The Dryad frowned. "So they do nothing to save their own lives and wait for God to deliver them from the plague?"

"Well put," said the Guide with a smile. "And yes."

"That's completely mad! . . . But also understandable."

"How?"

"Well, if they've been brought up to believe in an omnipotent being with almighty power, they would expect it to help them in a moment of need."

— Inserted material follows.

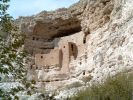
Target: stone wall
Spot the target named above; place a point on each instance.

The Guide seemed unable to respond, so I did for him. "I suppose, apart from the path of enlightenment bit." The Dryad frowned. "Don't worry, we'll tell you all about it once we get there."

An Interlude

It was strange.

Mum wasn't making meals for me or anything like that, when she used to if I insisted she didn't. I would have to eat out at the restaurant and sneak into my bedroom window at night.

It'd only been happening for a day, but it was still taking some getting used to.

I was a stranger in my own home.

It was funny.

A few days ago I was thinking of dad as my knight in shining armour, come to rescue me from the religion and my religion-obsessed mum.

Now I'd be surprised if mum even noticed me, and dad seemed a far-off dream.

Thanks to Zelda68 and the Guide . . . they'd given me a harsh dose of reality when I was least expecting it.

Not that they had meant to.

Or that I wasn't thankful they'd come.

If they hadn't come, we might all be dead by now.

Without realising it, they'd saved my life.

And made me see the truth.

Dad was banished, likely dead.

That was the truth.

All of a sudden, I was dragged out of my thoughts by a knock on the bedroom window. Nervously, I got to my feet and peered out.

I found myself face-to-face with Zelda68, the Guide and a Dryad.

"Hello!" said the Dryad brightly. "You have a lovely house!"

"We've been having trouble explaining to him why some of the houses are made of wood and some stone." explained the Guide.

"Sorry I have to ask, but can you put us up for the night?" asked Zelda68. "Not enough money for a hotel." she jerked her thumb towards the hilt of a shining silver sword over her shoulder. "And another thing, about what you said about zombies. See, we've had five run-ins with them tonight."